GCD in PROOF - Solving the Puzzle

[CalleighMay]

GCD in PROOF??

Hey everyone,

I'm taking this course called "Number Theory" and am having a lot of difficulty with it. We're currently on "proofs" and i am having some issues.

Last week was my first weeks classes. The first day my professor jumped right into the material without giving much background. He's assigning problems left and right without giving any class examples, and the textbook seems like more of a novel than a math book.

I'm stuck on one problem. I "think" it's asking for a proof, but the directions are very unclear.

It asks:

"Tell whether each statement is true and give counterexamples to those that are false. Assume a, b, and c are arbitrary nonzero integers."

And the statement is:

"If b divides c, then (a,b) <= (a,c)."

So in english, if "c divided by b", then the GCD of "a" and "b" is less than or equal to the GCD of "a" and "c".



The back of the book lists the answer as "TRUE" but doesn't give any reasoning or proof to go along with it.

He gave us two proof examples in class using GCD and LCM etc, but i honestly don't understand them. Making up variables here and there, it doesn't look like any math I've seen before.

Here are some random facts i picked up on:

(a,b) stands for the GCD (greatest common divisor)

[a,b] stands for the LCM (lowest common multiple)

LCM = (a x b)/GCD

LCM x GCD = a x b

[a,b] = (a x b) / (a,b)

(a,b) x [a,b] = a x b

a ( (b / (a,b)) ) = (a x b) / (a,b)

b ( (a / (a,b)) ) = (a x b) / (a,b)

Yeah, that's all i know...

Can anyone help me out with this problem? I have honestly no idea where to begin. Thanks!

 

[tiny-tim]

"If b divides c, then (a,b) <= (a,c)."

Hey CalleighMay!

(have an leq: ≤ )

Hint: if something divides a and b, and if b divides c, then … ?

 

[CalleighMay]

how do i do this by writing it out in "proof" format?

Is there a way to answer this problem as a "proof" rather than with an example?

We're not supposed to use an example, we're supposed to prove it with all those variables and everything, that shows one thing equals something and what not...

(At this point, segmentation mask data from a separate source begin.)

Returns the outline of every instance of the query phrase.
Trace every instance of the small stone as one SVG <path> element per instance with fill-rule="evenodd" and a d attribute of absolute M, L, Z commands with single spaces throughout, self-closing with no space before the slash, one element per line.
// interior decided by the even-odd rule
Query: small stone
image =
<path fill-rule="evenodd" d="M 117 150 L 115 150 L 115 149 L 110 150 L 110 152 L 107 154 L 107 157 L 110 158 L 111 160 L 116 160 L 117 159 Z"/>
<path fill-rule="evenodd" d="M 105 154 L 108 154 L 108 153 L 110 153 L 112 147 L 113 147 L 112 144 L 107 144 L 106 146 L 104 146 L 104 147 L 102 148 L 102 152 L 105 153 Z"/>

Here's an example of a proof in the fashion he wants us to write them:

"if c divides a and c divides b, then [a,b] <= ab"

Assuming this is true, the proof would look like:

We need to show that ab/c is a multiple of "a" and "b".

a = ck
b = cj ...(for ints k and j)

(ck x b) / c = bk... so ab/c is a multiple of b

(a x cj) / c = aj... so ab/c is a multiple of a

Therefore ab/c is a common multiple of "a" and "b". So it's either the lowest multiple, or a larger.
aka... ab/c = LCM ... or... ab/c < LCM

This shows that [a,b] <= ab/c




Is there a way to write my original problem in this manner using only variables etc?

 

[ramsey2879]

Is there a way to write my original problem in this manner using only variables etc?

Yes introduce a variable d = c/b and solve for c now compare (a,b) and (a,c) using your new representation for c. Also write e = gcd(a,b) f = b/e and make the substitutions ef = b
eg = a and h = gcd(g,d)

 

[blue_raver22]

Hello!

It looks like you are trying to understand how to use GCD (greatest common divisor) in proofs. GCD is a very important concept in number theory and is often used in proofs to show relationships between numbers.

In this particular problem, you are being asked to determine if the statement "If b divides c, then (a,b) <= (a,c)" is true or false. To begin, let's break down the statement. "b divides c" means that c is a multiple of b, or in other words, c = kb for some integer k. This is important to note because it tells us that b is a factor of c. Now, (a,b) <= (a,c) means that the GCD of a and b is less than or equal to the GCD of a and c. So essentially, the statement is saying that if b is a factor of c, then the GCD of a and b is also a factor of the GCD of a and c.

To prove this, we can use the definition of GCD: (a,b) is the largest positive integer that divides both a and b. Similarly, (a,c) is the largest positive integer that divides both a and c. Since b is a factor of c, it must also be a factor of a and c. Therefore, (a,b) is a common factor of a and c, and since it is the largest one, it must also be the GCD of a and c. This proves that (a,b) <= (a,c) when b divides c, making the statement true.

To provide a counterexample for the false statement, we can simply choose a and b to be relatively prime (meaning their GCD is 1) and c to be a multiple of b. In this case, (a,b) = 1 and (a,c) = c, so (a,b) is not less than or equal to (a,c). This counterexample shows that the statement is not always true.

I hope this helps clarify things for you. Remember to always start by breaking down the statement and using definitions and properties to prove or disprove it. Keep practicing and you will get the hang of it! Good luck in your course.